Dans leur résolution, les eurodéputés appellent à un engagement plus fort de la part des parlements nationaux dans le processus du semestre européen, et une concrétisation généralisée des recommandations individuelles.

Changement de timing

Cette année, pour la première fois, la Commission a décidé de publier les rapports de chaque pays un peu plus tôt pour que les gouvernements, les parlements et les autres parties prenantes aient le temps de s’engager dans le processus avant que Bruxelles ne publie les recommandations.

Au même moment, les représentations de la Commission dans chaque État membre sont en train de mettre en place des mandataires du Semestre européen afin de faciliter la communication et l’engagement entre Bruxelles et les capitales européennes.

Tweet du Groupe PPE : @JunckerEU #SemestreEuropéen – nous avons accéléré le processus, les recommandations individuelles seront présentées en février. Les États membres ont assez de temps

Dans une résolution sur l’emploi et les aspects sociaux du semestre européen, rédigé par Sergio Gutiérrez Prieto (S&D), pour la commission de l’emploi et des affaires sociales, les eurodéputés ont également appelé à plus de flexibilités dans la concrétisation des réformes pour les États membres dans une situation financière délicate, afin d’assurer que les mesures de stabilité sont compatibles avec la croissance, la création d’emploi et l’État providence.

Réactions

« Le semestre européen est un moyen d'obliger les États à adopter une série de mesures qui renforcent le modèle néolibéral », estime Miguel Viegas, rapporteur fictif du groupe GUE/GVN sur l'examen annuel de la croissance de 2015. « Comme nous nous y attendions, l'essence de l'examen annuel de la croissance pour 2015 ne diffère pas de cette des années précédentes, il continue de défendre l'austérité et les réformes structurelles, en particulier en ce qui concerne le marché du travail et la privatisation des services de santé et des entreprises publiques. C'est tout à fait inacceptable parce que cela empêche les pays d'intervenir par des politiques de redistribution afin d'aider les citoyens dans le besoin et d'éviter une diminution de la consommation. Ce rapport ne remet absolument pas en question l'approche générale actuelle des décisions politiques économiques.

Selon l'eurodéputée GUE/GVN Marisa Matias, « le semestre européen est le pire exemple d'intégration négative qui existe au niveau européen ». « La Commission européenne confisque encore plus de pouvoirs des États membres en leur envoyant des recommandations des réformes structurelles. Les indicateurs sur lesquels sont basées les recommandations sont l'un des aspects particulièrement problématiques du semestre européen : il n'y a pas d'indicateur social. Non seulement le semestre européen prive les États membres de certains pouvoirs de décision, mais il impose aussi des sanctions s’ils ne remplissent pas les critères », critique l'eurodéputée.

Contexte

Tous les États membres sont engagés à concrétiser les objectifs « Europe 2020 » de réforme économique et les ont traduits en mesures nationales concrètes. Ces mesures ne pourront cependant avoir l'effet désiré en termes de croissance que si les efforts nationaux sont coordonnés et concentrés.
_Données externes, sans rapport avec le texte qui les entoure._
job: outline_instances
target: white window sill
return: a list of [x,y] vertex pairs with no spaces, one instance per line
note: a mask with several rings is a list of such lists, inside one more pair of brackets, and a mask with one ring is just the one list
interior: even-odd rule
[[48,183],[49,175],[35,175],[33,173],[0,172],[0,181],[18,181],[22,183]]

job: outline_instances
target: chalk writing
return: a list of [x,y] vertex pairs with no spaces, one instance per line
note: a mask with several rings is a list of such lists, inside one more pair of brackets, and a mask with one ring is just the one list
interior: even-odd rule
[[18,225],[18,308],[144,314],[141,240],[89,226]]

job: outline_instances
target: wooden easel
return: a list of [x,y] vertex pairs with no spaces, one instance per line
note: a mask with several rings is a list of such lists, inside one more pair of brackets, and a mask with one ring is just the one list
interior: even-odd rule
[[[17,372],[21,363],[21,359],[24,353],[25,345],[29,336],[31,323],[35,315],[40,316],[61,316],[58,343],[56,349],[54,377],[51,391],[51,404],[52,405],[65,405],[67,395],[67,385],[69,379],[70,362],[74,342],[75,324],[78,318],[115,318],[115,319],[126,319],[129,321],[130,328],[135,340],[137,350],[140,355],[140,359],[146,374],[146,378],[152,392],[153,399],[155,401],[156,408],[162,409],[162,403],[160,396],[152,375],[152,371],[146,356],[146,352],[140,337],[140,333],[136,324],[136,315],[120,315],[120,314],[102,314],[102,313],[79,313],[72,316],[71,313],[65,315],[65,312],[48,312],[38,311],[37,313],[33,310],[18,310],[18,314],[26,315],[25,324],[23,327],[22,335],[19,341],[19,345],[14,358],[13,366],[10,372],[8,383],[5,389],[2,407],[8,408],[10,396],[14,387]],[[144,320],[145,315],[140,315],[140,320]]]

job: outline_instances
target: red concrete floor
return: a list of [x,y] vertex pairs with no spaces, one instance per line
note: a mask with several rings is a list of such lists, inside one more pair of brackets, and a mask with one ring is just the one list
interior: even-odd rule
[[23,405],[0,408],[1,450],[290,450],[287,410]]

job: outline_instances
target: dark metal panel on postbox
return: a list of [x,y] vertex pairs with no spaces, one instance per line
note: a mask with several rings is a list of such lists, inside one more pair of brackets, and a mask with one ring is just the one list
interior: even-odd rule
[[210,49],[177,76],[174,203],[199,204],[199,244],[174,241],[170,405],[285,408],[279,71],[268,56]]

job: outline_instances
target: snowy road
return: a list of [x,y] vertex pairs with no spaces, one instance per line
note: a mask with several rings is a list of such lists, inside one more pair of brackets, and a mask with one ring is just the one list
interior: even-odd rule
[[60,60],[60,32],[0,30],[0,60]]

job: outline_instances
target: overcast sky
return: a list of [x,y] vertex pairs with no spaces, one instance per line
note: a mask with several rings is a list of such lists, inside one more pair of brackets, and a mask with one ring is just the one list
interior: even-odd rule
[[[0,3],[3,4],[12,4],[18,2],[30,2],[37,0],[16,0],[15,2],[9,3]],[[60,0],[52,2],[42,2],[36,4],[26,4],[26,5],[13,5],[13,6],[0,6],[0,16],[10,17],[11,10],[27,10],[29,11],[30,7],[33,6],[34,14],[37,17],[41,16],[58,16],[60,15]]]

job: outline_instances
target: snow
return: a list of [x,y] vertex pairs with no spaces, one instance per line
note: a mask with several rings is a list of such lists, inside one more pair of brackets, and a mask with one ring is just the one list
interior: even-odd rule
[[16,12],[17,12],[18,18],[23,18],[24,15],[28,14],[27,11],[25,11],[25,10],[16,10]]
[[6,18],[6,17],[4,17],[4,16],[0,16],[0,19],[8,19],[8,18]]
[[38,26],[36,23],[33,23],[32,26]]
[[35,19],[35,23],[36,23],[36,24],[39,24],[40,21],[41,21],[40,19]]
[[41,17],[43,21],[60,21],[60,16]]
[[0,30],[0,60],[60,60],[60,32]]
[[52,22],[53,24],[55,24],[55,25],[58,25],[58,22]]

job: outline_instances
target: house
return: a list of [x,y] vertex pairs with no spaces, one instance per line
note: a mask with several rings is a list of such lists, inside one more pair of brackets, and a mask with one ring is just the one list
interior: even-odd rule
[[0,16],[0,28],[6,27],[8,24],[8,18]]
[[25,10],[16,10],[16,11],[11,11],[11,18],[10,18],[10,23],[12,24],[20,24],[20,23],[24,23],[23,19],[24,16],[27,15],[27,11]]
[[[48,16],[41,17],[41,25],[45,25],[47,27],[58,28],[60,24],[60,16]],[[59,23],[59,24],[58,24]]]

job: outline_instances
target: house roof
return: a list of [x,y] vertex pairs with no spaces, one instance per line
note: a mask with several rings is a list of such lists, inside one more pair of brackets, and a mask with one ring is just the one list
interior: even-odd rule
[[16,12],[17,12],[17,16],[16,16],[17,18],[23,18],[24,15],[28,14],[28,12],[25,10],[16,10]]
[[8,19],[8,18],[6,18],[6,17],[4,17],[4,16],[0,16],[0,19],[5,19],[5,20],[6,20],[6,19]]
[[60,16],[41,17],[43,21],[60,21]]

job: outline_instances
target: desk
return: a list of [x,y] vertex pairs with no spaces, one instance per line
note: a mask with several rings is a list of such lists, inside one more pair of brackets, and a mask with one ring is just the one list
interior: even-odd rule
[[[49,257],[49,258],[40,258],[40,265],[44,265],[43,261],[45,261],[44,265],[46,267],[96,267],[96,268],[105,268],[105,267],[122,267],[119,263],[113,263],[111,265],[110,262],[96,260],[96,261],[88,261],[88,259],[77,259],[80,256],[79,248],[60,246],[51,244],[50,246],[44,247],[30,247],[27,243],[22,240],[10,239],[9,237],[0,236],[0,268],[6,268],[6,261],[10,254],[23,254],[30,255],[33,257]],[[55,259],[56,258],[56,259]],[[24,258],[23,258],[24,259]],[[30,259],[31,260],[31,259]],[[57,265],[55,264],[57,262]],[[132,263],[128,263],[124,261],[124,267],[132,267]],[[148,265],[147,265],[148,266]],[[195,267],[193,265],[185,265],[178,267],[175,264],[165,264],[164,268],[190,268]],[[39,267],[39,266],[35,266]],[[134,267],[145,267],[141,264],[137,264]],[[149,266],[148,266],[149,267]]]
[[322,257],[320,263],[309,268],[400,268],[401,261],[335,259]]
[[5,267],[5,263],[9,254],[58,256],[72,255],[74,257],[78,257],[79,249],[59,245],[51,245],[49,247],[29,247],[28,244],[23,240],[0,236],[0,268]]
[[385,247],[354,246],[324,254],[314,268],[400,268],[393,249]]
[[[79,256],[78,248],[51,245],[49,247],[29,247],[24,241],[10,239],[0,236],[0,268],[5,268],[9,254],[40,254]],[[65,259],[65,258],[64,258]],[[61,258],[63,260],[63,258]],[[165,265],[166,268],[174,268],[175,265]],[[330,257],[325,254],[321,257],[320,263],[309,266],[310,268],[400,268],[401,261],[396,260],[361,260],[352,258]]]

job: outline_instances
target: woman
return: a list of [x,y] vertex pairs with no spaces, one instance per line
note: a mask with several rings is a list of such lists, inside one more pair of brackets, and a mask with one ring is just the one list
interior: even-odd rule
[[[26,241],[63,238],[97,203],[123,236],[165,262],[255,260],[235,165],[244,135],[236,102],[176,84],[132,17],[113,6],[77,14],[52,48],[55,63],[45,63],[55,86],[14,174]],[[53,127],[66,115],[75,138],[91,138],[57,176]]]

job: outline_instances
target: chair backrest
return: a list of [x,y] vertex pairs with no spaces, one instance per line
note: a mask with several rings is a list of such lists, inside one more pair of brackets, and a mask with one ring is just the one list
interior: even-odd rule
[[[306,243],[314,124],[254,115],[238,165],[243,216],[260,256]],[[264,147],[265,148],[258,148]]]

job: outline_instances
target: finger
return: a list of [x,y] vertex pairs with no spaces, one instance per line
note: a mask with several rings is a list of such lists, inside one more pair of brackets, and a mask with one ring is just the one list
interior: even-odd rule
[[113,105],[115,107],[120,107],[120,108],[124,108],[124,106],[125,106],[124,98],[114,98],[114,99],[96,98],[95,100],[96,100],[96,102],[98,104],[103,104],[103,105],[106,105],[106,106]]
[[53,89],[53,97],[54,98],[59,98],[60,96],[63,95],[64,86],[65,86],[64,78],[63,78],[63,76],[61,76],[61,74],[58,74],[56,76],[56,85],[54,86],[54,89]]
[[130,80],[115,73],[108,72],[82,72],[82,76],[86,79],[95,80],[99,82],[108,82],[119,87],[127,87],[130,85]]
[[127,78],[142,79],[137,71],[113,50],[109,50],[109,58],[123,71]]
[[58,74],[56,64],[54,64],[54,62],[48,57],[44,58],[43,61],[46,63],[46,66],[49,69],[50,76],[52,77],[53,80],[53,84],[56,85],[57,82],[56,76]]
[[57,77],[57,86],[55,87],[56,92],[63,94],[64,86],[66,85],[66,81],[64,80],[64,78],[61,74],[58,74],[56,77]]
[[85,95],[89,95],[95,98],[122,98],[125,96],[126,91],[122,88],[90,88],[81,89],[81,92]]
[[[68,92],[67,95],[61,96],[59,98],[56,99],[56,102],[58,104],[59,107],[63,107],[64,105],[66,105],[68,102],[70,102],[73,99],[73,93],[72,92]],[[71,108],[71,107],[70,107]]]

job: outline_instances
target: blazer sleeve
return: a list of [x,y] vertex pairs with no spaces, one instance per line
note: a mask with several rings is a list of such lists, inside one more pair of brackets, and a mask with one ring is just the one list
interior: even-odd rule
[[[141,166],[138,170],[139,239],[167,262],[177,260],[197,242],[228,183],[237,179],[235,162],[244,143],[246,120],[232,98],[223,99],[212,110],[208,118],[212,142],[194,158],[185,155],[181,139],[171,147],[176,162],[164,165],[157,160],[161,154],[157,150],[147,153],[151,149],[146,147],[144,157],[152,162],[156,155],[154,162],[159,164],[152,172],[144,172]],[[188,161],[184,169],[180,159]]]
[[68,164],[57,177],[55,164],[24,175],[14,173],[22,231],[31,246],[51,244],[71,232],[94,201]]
La Commission européenne a donc mis en place un cycle annuel de coordination des politiques économiques dénommé le semestre européen.
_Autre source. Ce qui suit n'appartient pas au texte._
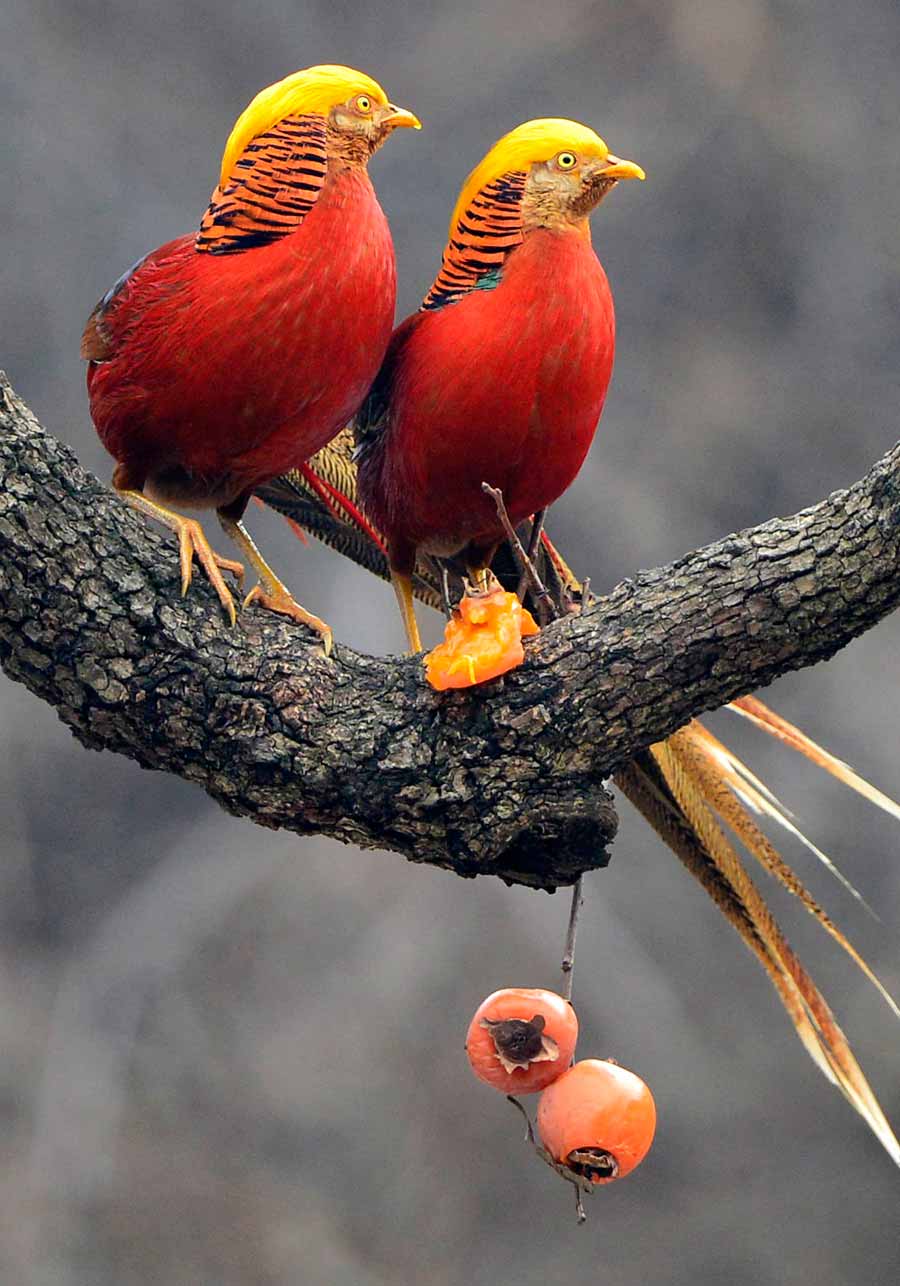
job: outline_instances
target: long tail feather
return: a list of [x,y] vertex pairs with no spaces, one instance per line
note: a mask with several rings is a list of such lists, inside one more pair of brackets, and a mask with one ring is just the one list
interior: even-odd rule
[[[648,751],[638,755],[616,774],[616,785],[702,885],[729,924],[737,930],[744,944],[760,961],[810,1057],[823,1075],[836,1085],[837,1077],[820,1047],[805,1005],[802,1000],[798,1000],[796,986],[791,984],[778,957],[773,954],[760,933],[744,899],[729,878],[725,864],[714,859],[671,793],[669,778],[660,762],[665,758],[665,744],[654,747],[652,753]],[[669,772],[672,777],[676,775],[676,771],[677,764],[670,763]]]
[[847,1038],[697,787],[688,739],[675,733],[652,747],[649,760],[649,773],[645,756],[617,774],[616,783],[723,910],[769,975],[813,1061],[900,1166],[900,1144]]
[[736,788],[729,779],[727,768],[723,767],[723,756],[729,753],[725,746],[696,720],[680,729],[675,734],[675,739],[677,739],[683,765],[690,772],[703,801],[718,813],[722,821],[734,832],[760,865],[803,903],[810,915],[818,920],[822,928],[862,970],[893,1013],[900,1018],[900,1007],[890,992],[827,912],[818,904],[796,872],[788,866],[769,838],[763,834],[742,806],[740,799],[733,793]]
[[783,741],[792,750],[805,755],[814,764],[818,764],[820,768],[824,768],[833,777],[837,777],[838,781],[842,781],[845,786],[849,786],[851,790],[855,790],[864,799],[868,799],[870,803],[883,808],[886,813],[890,813],[891,817],[895,817],[897,821],[900,821],[900,804],[896,800],[891,799],[889,795],[885,795],[883,791],[873,786],[871,782],[866,781],[864,777],[860,777],[859,773],[855,772],[849,764],[845,764],[842,759],[836,759],[829,751],[817,745],[811,737],[807,737],[806,733],[801,732],[792,723],[788,723],[787,719],[782,719],[781,715],[776,714],[774,710],[770,710],[758,697],[739,697],[738,700],[732,701],[726,709],[733,710],[735,714],[743,715],[745,719],[755,723],[758,728],[762,728],[770,736]]
[[348,496],[345,496],[340,488],[329,482],[327,478],[320,477],[315,469],[310,468],[308,464],[301,465],[297,472],[303,476],[325,507],[334,514],[339,522],[348,522],[352,526],[359,527],[373,544],[378,546],[383,554],[387,553],[384,541],[379,533],[362,513],[359,506],[355,505]]
[[[700,724],[696,724],[696,726],[701,727]],[[779,826],[783,827],[790,835],[793,835],[795,839],[799,840],[800,843],[803,844],[805,848],[809,849],[813,856],[822,863],[829,874],[833,875],[834,878],[844,886],[847,892],[856,898],[861,906],[865,907],[869,915],[871,915],[873,919],[877,920],[879,918],[878,915],[872,907],[869,906],[868,902],[856,886],[848,880],[840,867],[831,860],[827,853],[823,853],[807,835],[804,835],[803,831],[800,830],[800,827],[795,824],[790,810],[784,806],[776,795],[773,795],[768,786],[761,782],[756,774],[751,772],[747,765],[742,763],[741,760],[738,759],[737,755],[733,754],[732,751],[730,751],[727,746],[723,745],[721,741],[718,741],[712,733],[707,732],[705,728],[703,729],[703,733],[708,741],[709,753],[717,762],[719,771],[722,775],[722,780],[727,783],[732,791],[734,791],[735,795],[737,795],[748,808],[751,808],[754,813],[757,813],[760,816],[770,817],[773,821],[776,821]]]

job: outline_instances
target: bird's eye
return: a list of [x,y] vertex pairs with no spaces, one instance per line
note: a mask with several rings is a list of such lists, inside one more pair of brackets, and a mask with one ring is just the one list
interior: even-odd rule
[[372,110],[372,100],[368,94],[358,94],[356,98],[356,110],[367,116]]
[[574,152],[560,152],[556,164],[561,170],[572,170],[578,164],[578,157]]

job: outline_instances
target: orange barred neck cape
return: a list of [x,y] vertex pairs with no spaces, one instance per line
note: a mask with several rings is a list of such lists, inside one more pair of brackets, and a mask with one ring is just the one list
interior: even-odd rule
[[279,121],[248,144],[213,192],[197,250],[249,250],[296,231],[318,200],[327,167],[324,117]]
Chaque année, la Commission réalise une analyse détaillée des projets de budget et des programmes de réformes économiques et structurelles des États membres de l'Union européenne et leur adresse des recommandations pour les 12 à 18 mois suivants. Le semestre européen commence quand la Commission adopte son examen annuel de la croissance, généralement à la fin de l'année.